Basic data analysis programs

Keywords: 

People who write business programs, whether they're full-time programmers or not, spend much of their time on data analysis programs. Executives and managers rely on the analyses to run the company.

Many basic analysis programs have a similar structure. In this lesson, we'll take at look at that common pattern.

There's much more to data analysis than this. Building statistical models, writing simulations, real-time analysis… there are whole university degrees in this stuff. The programs we'll write only do the most basic forms of analysis.

What a typical analysis program looks like

Extract
Process
Output

That's a pattern.

Pattern

Basic data analysis

Situation:
You have a bunch o' data. You're asked to write a program to summarize or transform the data in some way.
Actions:
Use the pattern:

Extract
Process
Output

This is a variant of the input-process-output pattern.

Example

The national Camel Dancing Exams are a Big Deal in the camel world. The best camels get endorsement deals ("Red Bull helps me strut my stuff"), appearances in Dancing with the Ungulates and Strictly Camel Dancing, and other goodies.

There are ten testing centers. Examiners send results to Dromedary and Bactrian, independent auditors who certify the results. Testing centers send their data by email, fax, pigeon, or shouting really loudly. Most of the time the data gets through OK, but sometimes there are errors.

Test scores range from 0 to 50, theoretically. However, scores less than 20 or greater than 40 are unusual. Those scores are outliers.

You work for D&B. Your boss, Sheldon Spittyface, asks you to write a program to analyze the test data. He wants to know the highest, lowest, and average score. He wants you exclude data errors (e.g., nonnumeric data), and outliers.

Here's what the worksheet looks like to start:

Start

Main program

The main program follows the extract-process-output pattern. Here it is.

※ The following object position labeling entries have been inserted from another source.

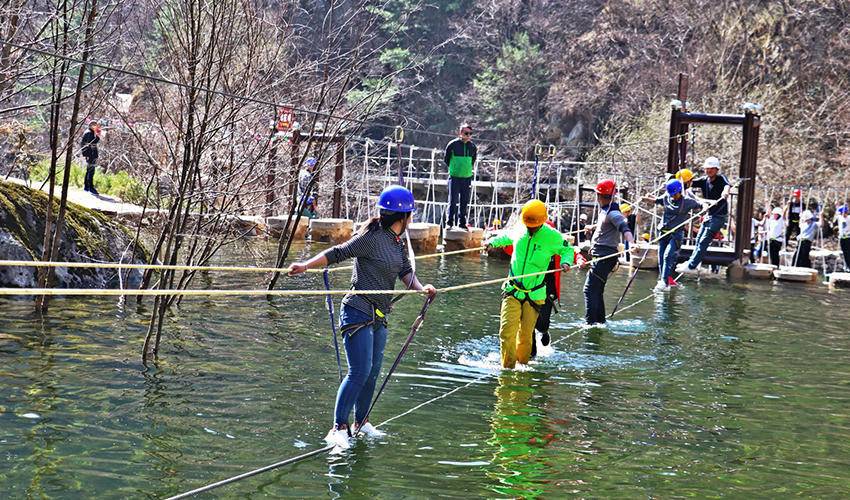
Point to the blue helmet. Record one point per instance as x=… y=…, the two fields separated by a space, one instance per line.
x=396 y=199
x=674 y=187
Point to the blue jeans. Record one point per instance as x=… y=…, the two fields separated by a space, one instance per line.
x=364 y=351
x=668 y=254
x=594 y=286
x=706 y=232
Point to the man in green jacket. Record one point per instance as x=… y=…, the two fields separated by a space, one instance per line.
x=460 y=157
x=522 y=297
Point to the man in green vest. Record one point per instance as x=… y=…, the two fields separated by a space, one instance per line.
x=460 y=157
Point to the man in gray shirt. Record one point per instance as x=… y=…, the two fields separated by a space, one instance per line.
x=606 y=238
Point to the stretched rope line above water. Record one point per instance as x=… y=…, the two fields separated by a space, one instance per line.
x=215 y=292
x=169 y=267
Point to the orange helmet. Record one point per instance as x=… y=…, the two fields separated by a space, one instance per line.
x=606 y=187
x=534 y=213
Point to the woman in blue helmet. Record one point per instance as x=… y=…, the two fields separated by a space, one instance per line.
x=380 y=256
x=677 y=207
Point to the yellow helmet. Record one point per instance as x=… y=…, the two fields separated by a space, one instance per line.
x=534 y=213
x=685 y=175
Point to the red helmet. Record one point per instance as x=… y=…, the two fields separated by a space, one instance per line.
x=606 y=187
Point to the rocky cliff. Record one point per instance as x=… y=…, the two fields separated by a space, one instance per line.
x=88 y=237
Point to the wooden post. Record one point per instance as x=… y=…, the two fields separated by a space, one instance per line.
x=271 y=192
x=675 y=152
x=294 y=156
x=746 y=188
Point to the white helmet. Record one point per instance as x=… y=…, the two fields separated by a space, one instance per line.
x=711 y=162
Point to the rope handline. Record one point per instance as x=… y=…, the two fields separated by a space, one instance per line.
x=414 y=328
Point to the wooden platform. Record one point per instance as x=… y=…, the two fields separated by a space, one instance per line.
x=796 y=274
x=839 y=280
x=759 y=271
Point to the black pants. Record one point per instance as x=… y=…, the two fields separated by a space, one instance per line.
x=89 y=180
x=801 y=256
x=792 y=230
x=459 y=190
x=775 y=247
x=594 y=287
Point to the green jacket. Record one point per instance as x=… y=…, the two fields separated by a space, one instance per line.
x=460 y=157
x=532 y=255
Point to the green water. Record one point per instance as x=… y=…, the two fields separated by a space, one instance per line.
x=721 y=389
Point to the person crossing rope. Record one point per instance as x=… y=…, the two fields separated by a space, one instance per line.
x=714 y=186
x=775 y=235
x=676 y=210
x=380 y=255
x=606 y=238
x=523 y=297
x=842 y=222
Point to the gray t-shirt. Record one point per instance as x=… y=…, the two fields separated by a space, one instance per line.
x=610 y=222
x=379 y=258
x=807 y=232
x=675 y=211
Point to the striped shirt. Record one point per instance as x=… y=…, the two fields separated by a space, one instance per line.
x=610 y=223
x=379 y=257
x=808 y=231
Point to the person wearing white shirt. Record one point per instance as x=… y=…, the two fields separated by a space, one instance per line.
x=842 y=220
x=775 y=235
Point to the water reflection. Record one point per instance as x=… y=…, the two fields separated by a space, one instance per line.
x=519 y=434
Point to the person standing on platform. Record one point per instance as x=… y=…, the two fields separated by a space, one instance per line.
x=714 y=187
x=775 y=235
x=808 y=232
x=842 y=223
x=792 y=216
x=89 y=151
x=461 y=154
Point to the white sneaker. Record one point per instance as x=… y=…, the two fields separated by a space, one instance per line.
x=370 y=431
x=338 y=438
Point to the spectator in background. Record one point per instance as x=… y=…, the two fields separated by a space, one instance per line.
x=461 y=154
x=792 y=216
x=842 y=222
x=305 y=175
x=89 y=151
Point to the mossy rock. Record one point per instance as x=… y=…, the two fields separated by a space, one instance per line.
x=88 y=236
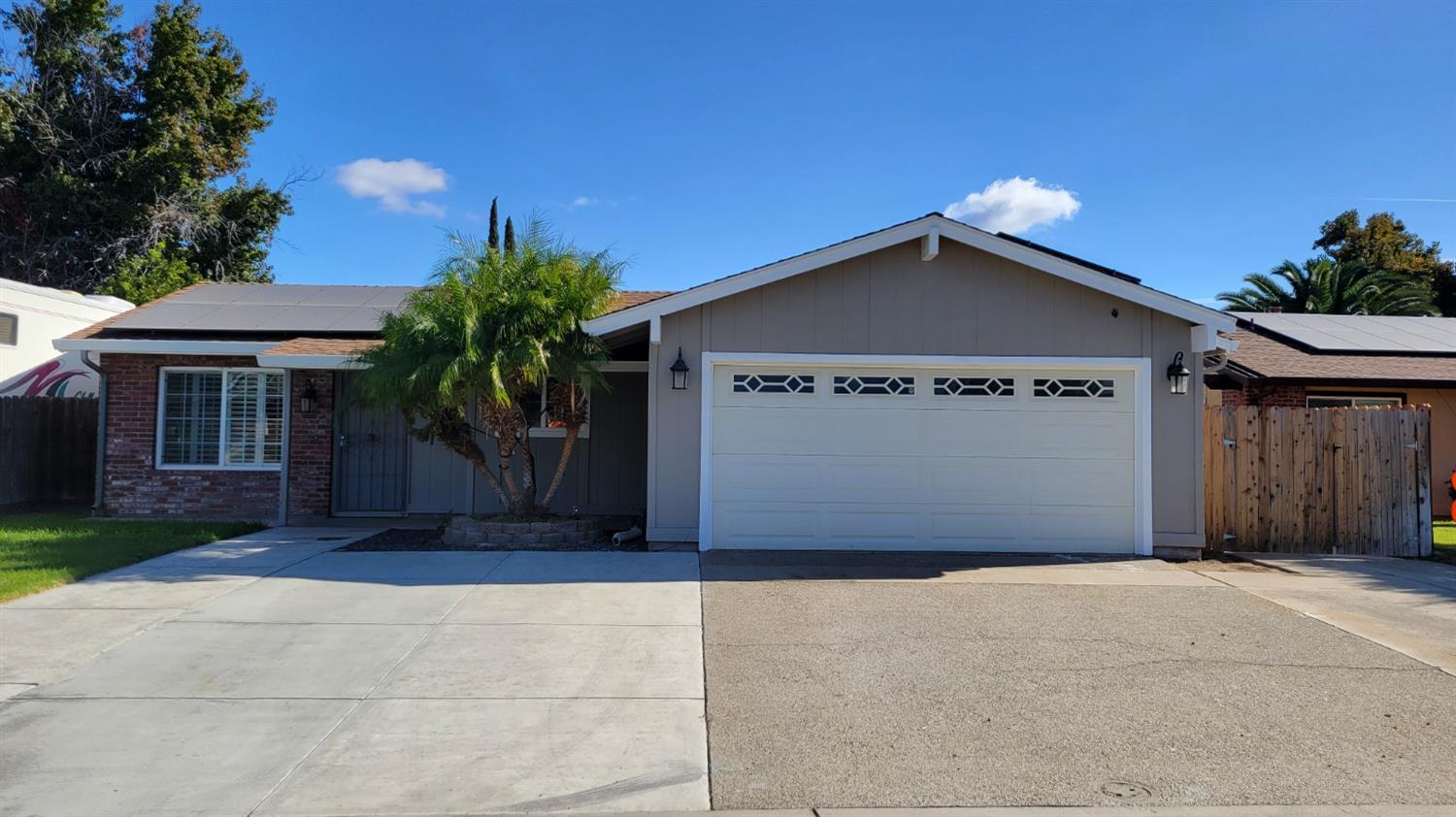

  1. Private Sub cmdAnalyze_Click()
  2.     Dim validData(1000) As Integer
  3.     Dim count As Integer
  4.     Dim highest As Integer
  5.     Dim lowest As Integer
  6.     Dim average As Single
  7.     'Extract the valid data.
  8.     extractValidData count, validData
  9.     'Is there enough data to analyze?
  10.     If count < 1 Then
  11.         MsgBox "Sorry, there is not enough data to analyze."
  12.         End
  13.     End If
  14.     'Compute stats.
  15.     computeStats count, validData, highest, lowest, average
  16.     'Output stats.
  17.     outputStats count, highest, lowest, average
  18. End Sub
Simon
Simon
Tara, when you're writing code, so you usually write the Dim statements first?
Tara
Tara
No, not usually. I write the code, and figure out which variables I need as I go along.
This code is for the Extract part of the pattern:

  1.     'Extract the valid data.
  2.     extractValidData count, validData
  3.     'Is there enough data to analyze?
  4.     If count < 1 Then
  5.         MsgBox "Sorry, there is not enough data to analyze."
  6.         End
  7.     End If
Your program doesn't know how much data it's going to get. It should return a count of the number of valid values, along with the data itself.

Now that you know what params extractValidData will need, you can declare them:

  1.     Dim validData(1000) As Integer
  2.     Dim count As Integer
validData is an array, with 1,000 elements. Since there have never been more than 300 CDE scores, that should be enough for a long time.

Here's the pattern again:

Extract
Process
Output

The next part is Process.

  1.     'Compute stats.
  2.     computeStats count, validData, highest, lowest, average
Send computeStats the number of data elements, and the data. Get back from it the stats the Boss wanted: highest, lowest, and average. You need to declare those variables:

  1.     Dim highest As Integer
  2.     Dim lowest As Integer
  3.     Dim average As Single
The pattern again:

Extract
Process
Output

The last part is Output:

  1.     'Output stats.
  2.     outputStats count, highest, lowest, average
Send outputStats the things it needs to output, and it will figure out how.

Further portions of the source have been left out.